AMB, 54 anos, foi conduzido para o pronto-socorro por conhecidos, após levar diversos golpes por faca devido a uma discussão com um vizinho. Apresenta pele fria e úmida, hipotensão, taquicardia, retardo do enchimento capilar e volume urinário diminuído. É possível inferir que estes são sinais e sintomas de:
- A)Hemorragia.
Correta, porque os sinais descritos são compatíveis com hemorragia e choque hipovolêmico por perda de volume sanguíneo.
- B)Tromboembolia pulmonar.
Errada, pois tromboembolia pulmonar geralmente cursa com dispneia súbita, dor torácica e hipoxemia, não com sangramento traumático e choque por perda volêmica.
- C)Infarto agudo do miocárdio.
Errada, já que infarto agudo do miocárdio costuma causar dor torácica e alterações cardiovasculares isquêmicas, não o quadro típico de trauma hemorrágico.
- D)Acidente Vascular Encefálico (AVE).
Errada, porque AVE se manifesta principalmente com sinais neurológicos focais, como fraqueza de um lado do corpo, alteração da fala ou assimetria facial.
Gabarito: A
Quando a pessoa sofre um ferimento por arma branca e começa a apresentar pele fria e úmida, hipotensão, taquicardia, enchimento capilar lento e pouca urina, o alerta é grande para perda importante de sangue. Esse conjunto de sinais é típico de choque hipovolêmico por hemorragia, porque o organismo tenta compensar a queda do volume circulante acelerando o coração e reduzindo a perfusão da pele e dos rins. Na prática da urgência, isso significa: pensar primeiro em sangramento ativo até prova em contrário.

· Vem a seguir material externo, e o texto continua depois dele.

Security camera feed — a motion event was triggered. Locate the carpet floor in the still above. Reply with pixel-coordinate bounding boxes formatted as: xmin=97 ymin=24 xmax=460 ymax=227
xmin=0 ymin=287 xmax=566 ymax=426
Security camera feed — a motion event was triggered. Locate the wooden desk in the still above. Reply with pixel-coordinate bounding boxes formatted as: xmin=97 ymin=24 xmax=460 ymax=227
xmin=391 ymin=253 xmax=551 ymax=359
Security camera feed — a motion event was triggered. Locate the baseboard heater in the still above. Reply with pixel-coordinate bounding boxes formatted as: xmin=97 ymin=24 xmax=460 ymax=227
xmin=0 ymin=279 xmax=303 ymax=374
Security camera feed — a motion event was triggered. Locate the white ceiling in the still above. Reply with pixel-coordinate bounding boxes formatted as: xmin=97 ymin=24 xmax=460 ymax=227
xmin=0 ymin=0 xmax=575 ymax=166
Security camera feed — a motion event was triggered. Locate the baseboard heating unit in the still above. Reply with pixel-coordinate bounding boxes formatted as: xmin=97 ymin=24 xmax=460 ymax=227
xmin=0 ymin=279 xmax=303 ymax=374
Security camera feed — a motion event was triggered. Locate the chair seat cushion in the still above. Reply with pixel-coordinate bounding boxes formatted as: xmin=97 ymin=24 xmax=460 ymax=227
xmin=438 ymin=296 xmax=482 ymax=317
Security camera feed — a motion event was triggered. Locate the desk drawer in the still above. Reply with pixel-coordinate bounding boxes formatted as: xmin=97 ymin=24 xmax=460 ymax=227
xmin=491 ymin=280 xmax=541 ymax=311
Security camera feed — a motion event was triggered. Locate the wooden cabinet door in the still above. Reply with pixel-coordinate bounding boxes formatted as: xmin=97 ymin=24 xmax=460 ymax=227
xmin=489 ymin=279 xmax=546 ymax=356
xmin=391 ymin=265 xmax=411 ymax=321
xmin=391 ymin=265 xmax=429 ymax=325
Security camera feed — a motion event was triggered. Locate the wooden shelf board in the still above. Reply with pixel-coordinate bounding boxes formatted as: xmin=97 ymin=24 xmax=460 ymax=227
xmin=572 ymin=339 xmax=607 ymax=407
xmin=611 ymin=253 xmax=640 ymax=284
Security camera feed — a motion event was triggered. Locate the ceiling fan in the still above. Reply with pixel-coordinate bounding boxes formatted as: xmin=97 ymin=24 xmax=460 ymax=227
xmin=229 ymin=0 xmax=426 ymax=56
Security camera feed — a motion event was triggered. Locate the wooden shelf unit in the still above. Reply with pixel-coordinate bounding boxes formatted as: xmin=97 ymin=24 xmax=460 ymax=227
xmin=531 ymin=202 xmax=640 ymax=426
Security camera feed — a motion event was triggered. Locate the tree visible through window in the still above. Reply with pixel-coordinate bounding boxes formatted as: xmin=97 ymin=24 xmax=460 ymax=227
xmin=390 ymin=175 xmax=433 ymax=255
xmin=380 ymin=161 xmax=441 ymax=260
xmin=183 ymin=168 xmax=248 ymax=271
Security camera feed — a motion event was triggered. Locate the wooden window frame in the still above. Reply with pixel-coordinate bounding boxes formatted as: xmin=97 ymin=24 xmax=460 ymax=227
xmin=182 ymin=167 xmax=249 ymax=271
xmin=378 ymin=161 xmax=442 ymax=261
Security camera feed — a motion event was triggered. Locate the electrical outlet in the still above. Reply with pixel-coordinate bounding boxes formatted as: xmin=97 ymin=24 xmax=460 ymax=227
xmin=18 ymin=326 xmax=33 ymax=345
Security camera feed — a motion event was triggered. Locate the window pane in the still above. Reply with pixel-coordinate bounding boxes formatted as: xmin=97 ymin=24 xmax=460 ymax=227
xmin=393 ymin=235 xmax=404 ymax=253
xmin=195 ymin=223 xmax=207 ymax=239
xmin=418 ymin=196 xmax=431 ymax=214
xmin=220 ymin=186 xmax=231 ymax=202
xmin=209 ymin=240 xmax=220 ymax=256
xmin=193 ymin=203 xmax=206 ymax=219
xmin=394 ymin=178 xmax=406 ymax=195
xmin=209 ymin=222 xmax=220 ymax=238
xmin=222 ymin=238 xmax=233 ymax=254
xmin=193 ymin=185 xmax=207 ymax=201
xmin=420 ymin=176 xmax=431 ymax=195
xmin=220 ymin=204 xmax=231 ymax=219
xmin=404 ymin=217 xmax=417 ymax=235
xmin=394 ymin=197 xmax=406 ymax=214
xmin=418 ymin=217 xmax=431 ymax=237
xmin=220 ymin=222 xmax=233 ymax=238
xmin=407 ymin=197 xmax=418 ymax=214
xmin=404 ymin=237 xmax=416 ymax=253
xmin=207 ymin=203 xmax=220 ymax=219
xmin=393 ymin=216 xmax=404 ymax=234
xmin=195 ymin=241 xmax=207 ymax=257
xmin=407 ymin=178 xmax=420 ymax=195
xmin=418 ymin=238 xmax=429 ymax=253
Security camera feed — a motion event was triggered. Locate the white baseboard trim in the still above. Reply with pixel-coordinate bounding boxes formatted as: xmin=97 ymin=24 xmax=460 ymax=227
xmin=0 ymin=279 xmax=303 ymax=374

Em trauma penetrante, a hemorragia pode ser externa ou interna, e os sinais vitais alterados costumam aparecer cedo, antes mesmo de o paciente piorar de forma evidente. A urina diminuída é um achado clássico de má perfusão renal, reforçando a perda volêmica. Por isso, a alternativa A está correta. Hemorragia explica exatamente o quadro descrito: hipotensão por redução do volume circulante, taquicardia como resposta compensatória, pele fria e úmida por vasoconstrição periférica e oligúria por baixa perfusão renal. É o tipo de quadro que faz a equipe correr para controlar sangramento, acessar via venosa e iniciar reposição volêmica conforme protocolo. As demais alternativas não combinam com esse padrão. Tromboembolia pulmonar costuma dar dispneia súbita, dor torácica e hipóxia; infarto agudo do miocárdio traz dor torácica e alterações isquêmicas; AVE aparece com déficit neurológico focal. Aqui o cenário é bem mais de sangramento e choque do que de evento trombótico ou neurológico.